Background: Combined whole-genome sequencing (WGS) and RNA sequencing of cancers offer the opportunity to identify genes with altered expression due to genomic rearrangements. Somatic structural variants (SVs), as identified by WGS, can involve altered gene cis-regulation, gene fusions, copy number alterations, or gene disruption. The absence of computational tools to streamline integrative analysis steps may represent a barrier in identifying genes recurrently altered by genomic rearrangement.

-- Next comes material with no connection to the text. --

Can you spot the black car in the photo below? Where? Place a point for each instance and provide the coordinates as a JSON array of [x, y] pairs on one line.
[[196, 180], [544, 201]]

Results: Here, we introduce SVExpress, a set of tools for carrying out integrative analysis of SV and gene expression data. SVExpress enables systematic cataloging of genes that consistently show increased or decreased expression in conjunction with the presence of nearby SV breakpoints. SVExpress can evaluate breakpoints in proximity to genes for potential enhancer translocation events or disruption of topologically associated domains, two mechanisms by which SVs may deregulate genes. The output from any commonly used SV calling algorithm may be easily adapted for use with SVExpress. SVExpress can readily analyze genomic datasets involving hundreds of cancer sample profiles. Here, we used SVExpress to analyze SV and expression data across 327 cancer cell lines with combined SV and expression data in the Cancer Cell Line Encyclopedia (CCLE). In the CCLE dataset, hundreds of genes showed altered gene expression in relation to nearby SV breakpoints. Altered genes involved TAD disruption, enhancer hijacking, and gene fusions. When comparing the top set of SV-altered genes from cancer cell lines with the top SV-altered genes previously reported for human tumors from The Cancer Genome Atlas and the Pan-Cancer Analysis of Whole Genomes datasets, a significant number of genes overlapped in the same direction for both cell lines and tumors, while some genes were significant for cell lines but not for human tumors and vice versa.
Conclusion: Our SVExpress tools allow computational biologists with a working knowledge of R to integrate gene expression with SV breakpoint data to identify recurrently altered genes. SVExpress is freely available for academic or commercial use at https://github.com/chadcreighton/SVExpress . SVExpress is implemented as a set of Excel macros and R code. All source code (R and Visual Basic for Applications) is available.
Keywords: CCLE; Cancer; Data integration; Genomic rearrangement; Multiplatform analysis; Structural variation; Whole genome sequencing.